What Claude actually produces (real sample)

Sample run against the query "how to set up claude projects for a marketing team" with 10 results pasted as input. Real first-pass Claude output, not cherry-picked.

**Target query:** "how to set up claude projects for a marketing team"

**Dominant intent:** Operator-led tactical setup. Sub-intents: (1) "what is a Claude Project," (2) "how Projects differ from regular chat," (3) "what to put in the system prompt for marketing teams."

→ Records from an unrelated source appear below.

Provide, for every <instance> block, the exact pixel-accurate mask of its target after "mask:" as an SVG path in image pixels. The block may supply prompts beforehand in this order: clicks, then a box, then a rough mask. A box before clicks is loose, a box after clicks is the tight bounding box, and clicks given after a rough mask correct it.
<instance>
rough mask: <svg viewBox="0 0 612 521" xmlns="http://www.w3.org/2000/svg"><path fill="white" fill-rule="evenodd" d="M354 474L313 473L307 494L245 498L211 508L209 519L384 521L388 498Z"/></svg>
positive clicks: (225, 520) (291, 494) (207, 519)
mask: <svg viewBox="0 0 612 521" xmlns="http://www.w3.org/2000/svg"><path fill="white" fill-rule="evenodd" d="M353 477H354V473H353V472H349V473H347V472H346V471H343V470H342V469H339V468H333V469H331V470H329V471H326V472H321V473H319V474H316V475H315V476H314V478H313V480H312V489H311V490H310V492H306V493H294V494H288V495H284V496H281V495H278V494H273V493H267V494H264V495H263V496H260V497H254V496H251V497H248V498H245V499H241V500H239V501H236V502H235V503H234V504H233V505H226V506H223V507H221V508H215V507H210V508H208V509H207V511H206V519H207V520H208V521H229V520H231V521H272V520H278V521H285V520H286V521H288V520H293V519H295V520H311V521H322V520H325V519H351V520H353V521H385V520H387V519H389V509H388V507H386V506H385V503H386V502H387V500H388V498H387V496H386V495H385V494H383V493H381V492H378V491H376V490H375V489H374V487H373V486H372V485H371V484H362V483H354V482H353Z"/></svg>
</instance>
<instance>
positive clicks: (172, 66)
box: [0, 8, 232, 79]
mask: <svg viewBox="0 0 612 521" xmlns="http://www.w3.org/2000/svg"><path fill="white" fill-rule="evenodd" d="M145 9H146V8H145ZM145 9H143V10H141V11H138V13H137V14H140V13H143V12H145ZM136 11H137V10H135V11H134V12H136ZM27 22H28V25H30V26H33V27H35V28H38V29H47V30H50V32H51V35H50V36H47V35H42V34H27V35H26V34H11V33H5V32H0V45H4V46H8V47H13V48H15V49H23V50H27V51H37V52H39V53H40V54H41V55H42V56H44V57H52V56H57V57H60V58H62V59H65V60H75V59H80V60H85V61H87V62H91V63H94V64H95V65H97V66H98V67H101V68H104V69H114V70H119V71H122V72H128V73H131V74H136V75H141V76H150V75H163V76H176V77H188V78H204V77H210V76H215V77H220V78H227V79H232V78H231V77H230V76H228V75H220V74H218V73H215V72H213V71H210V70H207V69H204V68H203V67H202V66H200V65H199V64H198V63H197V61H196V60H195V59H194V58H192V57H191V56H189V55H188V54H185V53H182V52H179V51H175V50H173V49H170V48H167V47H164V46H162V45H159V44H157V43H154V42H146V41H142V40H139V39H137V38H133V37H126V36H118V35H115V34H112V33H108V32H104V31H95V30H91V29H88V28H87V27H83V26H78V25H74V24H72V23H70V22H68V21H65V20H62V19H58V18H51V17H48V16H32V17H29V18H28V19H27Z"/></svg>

**Consensus structure across top 10 (pattern, not template)**

- 8/10 lead with a 1-paragraph definition of Claude Projects
- 7/10 include a numbered setup walkthrough
- 6/10 include screenshots
- 5/10 include a system-prompt example
- 0/10 include a Vault-style structured intake (white space)

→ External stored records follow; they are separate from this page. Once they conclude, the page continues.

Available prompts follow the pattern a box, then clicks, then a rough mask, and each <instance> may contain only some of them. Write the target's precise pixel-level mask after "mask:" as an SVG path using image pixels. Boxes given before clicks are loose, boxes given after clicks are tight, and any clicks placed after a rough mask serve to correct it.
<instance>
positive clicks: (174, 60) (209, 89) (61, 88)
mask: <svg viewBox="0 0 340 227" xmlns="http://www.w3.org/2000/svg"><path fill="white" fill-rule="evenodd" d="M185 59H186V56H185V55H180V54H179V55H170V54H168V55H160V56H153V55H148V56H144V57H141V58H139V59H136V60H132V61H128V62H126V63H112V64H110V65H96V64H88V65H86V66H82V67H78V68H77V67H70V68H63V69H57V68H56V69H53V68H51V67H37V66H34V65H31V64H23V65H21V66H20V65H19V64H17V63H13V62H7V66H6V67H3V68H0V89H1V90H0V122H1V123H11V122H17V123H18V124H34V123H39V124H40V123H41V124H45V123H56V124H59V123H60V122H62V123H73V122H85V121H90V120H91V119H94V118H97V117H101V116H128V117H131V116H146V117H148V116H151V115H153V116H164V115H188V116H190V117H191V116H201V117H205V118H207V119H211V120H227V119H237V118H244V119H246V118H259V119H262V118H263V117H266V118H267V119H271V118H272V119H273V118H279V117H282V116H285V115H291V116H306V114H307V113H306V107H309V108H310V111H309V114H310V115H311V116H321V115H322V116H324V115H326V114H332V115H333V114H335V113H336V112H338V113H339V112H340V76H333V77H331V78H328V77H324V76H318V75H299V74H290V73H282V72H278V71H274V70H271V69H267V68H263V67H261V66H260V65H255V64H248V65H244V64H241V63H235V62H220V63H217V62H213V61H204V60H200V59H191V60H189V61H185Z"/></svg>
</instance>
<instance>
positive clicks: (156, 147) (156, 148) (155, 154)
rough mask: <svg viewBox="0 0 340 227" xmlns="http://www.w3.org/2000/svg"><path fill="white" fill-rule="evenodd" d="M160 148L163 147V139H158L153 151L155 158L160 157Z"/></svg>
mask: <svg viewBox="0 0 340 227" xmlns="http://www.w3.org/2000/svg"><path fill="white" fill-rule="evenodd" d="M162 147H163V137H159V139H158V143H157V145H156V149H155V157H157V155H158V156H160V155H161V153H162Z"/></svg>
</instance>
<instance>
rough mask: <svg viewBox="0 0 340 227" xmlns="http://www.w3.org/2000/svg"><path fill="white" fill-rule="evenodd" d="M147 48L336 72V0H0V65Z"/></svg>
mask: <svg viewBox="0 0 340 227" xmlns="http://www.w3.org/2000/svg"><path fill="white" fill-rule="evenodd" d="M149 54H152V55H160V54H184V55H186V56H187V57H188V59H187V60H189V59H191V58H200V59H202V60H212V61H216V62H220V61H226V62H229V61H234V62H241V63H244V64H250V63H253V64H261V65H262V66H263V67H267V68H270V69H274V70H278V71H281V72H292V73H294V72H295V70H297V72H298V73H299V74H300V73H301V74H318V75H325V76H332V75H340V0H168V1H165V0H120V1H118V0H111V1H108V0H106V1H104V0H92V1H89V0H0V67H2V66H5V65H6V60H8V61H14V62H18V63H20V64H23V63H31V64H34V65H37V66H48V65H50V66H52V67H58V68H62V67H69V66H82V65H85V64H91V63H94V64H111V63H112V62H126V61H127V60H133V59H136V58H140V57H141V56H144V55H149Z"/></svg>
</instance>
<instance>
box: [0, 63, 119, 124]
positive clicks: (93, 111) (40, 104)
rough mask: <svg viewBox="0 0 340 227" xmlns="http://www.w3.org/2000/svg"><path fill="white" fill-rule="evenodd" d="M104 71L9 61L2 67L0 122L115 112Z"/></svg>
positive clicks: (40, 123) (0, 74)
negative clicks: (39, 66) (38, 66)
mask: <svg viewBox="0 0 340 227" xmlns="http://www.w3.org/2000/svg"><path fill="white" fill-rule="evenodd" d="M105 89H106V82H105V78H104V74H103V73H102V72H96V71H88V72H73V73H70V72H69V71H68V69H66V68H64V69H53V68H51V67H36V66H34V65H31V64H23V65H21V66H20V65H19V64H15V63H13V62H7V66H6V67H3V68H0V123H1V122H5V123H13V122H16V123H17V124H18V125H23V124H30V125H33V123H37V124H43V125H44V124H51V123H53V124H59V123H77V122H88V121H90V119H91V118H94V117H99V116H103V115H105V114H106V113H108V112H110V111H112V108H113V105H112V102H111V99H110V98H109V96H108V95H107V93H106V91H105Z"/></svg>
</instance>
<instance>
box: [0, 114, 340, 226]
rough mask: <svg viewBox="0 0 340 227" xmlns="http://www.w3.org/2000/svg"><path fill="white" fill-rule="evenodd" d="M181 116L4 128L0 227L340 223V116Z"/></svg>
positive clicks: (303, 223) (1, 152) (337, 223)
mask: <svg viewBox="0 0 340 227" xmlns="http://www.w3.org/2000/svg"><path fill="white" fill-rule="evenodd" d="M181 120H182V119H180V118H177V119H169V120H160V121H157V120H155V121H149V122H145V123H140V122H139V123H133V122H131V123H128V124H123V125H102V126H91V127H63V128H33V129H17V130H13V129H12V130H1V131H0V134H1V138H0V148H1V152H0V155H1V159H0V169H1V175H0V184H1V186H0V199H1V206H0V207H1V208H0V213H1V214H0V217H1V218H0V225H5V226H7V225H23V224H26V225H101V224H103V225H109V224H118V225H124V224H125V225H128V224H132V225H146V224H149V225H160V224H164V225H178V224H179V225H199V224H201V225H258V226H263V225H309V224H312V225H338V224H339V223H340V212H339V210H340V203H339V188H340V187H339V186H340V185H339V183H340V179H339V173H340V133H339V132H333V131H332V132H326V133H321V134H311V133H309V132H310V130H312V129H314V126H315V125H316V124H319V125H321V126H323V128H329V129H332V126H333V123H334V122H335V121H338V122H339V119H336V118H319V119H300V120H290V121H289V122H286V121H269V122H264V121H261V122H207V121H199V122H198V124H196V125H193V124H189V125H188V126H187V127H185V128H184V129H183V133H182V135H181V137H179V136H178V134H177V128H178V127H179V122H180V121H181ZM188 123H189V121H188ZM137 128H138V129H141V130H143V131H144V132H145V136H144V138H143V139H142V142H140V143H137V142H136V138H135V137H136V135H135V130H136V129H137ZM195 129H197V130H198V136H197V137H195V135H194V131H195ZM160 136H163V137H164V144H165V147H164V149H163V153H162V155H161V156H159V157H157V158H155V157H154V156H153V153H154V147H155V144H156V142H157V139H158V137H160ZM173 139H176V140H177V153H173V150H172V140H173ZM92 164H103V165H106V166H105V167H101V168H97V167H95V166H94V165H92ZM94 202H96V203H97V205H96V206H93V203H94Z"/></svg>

**Content gaps no one covers well**

1. Multi-team/multi-brand Project organization (everyone shows the single-brand case)
2. How to handle Project context drift over time (the "stale Project" problem)
3. The exact system-prompt structure that marketers find useful
4. When NOT to use a Project (every article assumes Projects = better)

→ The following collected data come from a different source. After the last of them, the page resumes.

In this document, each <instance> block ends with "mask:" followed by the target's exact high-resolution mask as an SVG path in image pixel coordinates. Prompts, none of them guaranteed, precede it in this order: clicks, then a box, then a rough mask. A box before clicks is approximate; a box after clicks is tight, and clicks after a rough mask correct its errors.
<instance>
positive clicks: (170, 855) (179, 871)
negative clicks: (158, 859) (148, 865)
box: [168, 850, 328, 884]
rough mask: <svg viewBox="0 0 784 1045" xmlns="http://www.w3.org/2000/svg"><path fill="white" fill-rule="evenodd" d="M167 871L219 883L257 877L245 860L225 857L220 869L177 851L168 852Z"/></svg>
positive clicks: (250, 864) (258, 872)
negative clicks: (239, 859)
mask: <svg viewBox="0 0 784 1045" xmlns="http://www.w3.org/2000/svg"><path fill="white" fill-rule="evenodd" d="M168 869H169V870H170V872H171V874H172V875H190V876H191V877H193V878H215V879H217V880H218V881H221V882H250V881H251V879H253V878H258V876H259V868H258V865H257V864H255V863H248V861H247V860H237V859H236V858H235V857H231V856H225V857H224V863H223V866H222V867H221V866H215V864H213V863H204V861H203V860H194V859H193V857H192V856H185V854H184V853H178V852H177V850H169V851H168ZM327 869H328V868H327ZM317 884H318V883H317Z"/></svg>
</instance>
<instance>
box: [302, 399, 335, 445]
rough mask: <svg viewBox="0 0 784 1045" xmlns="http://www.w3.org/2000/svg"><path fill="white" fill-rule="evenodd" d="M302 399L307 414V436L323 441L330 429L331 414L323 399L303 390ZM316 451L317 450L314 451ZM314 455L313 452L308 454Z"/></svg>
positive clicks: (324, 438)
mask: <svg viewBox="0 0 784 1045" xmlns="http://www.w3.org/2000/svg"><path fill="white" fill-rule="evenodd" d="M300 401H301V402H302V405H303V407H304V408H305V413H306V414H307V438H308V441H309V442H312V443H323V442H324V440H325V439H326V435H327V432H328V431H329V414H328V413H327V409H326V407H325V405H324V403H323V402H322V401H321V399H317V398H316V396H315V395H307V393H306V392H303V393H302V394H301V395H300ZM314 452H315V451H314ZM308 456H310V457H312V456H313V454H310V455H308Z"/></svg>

**Expertise signals we'd need**

- First-person screenshots of an actual Project setup
- A named example brand (real or fictional, but consistent and detailed)
- A linked Context Vault export (proof we use the system we're recommending)

**Brief**

- Working title: "How to Set Up Claude Projects for Marketing Teams (with the System Prompt We Actually Use)"
- Word count target: 1,800
- Must include: The 4 system-prompt sections we use; a 30-second screen recording; a downloadable system-prompt template; a "when NOT to use Projects" section nobody else has

**What NOT to write**

- "What is Claude Projects". Anthropic's docs already own this, don't compete
- A history of Anthropic / "AI for marketing" intro, wastes the first 400 words
- Generic prompt examples: the value is brand-specific structure, not generic prompts
- Word count padding ("there are many ways to..."): the brief is the value, not the length

How to use it well

  1. Paste the actual top 10, not their URLs. Claude is dramatically better at synthesis from raw text than from links. Open each result, copy the body, paste it into the chat with the URL as a header.
  2. Limit to one specific query. "How to use Claude" is too broad. "How to set up Claude Projects for a marketing team" is sharp enough to produce sharp output.
  3. Trust the "what NOT to write" section. The pieces of content that rank are the ones with constraints, not the ones that try to cover everything. The discipline of refusing to write certain sections is half the battle.
  4. Don't chase word count. Briefs that win specify unique value, not length. If the brief tells you 1,200 words, write 1,200, not 2,500.

Common questions

How is this different from a Surfer SEO or Frase brief?

Those tools optimize for keyword density and competitor matching. This brief optimizes for the gap. The difference shows up in what the brief tells you NOT to write: which is where most content tools are silent.

Does it work for AI Overview optimization specifically?

Yes, with one tweak: when the target query has an AI Overview surface, paste the AI Overview as one of the inputs alongside the 10 organic results. The brief will identify whether your content has a chance of being PULLED INTO the AI Overview vs being relegated to organic.

How long does it take?

15-25 minutes including the SERP capture. Most of the time is in pasting the 10 results, not in Claude's processing.

Can I run it for a query my brand has no business ranking for?

You can. The brief will work, but the output will tell you in the "expertise signals" section that you don't have the credibility to match. That's useful negative data, sometimes the right answer is "don't write this article."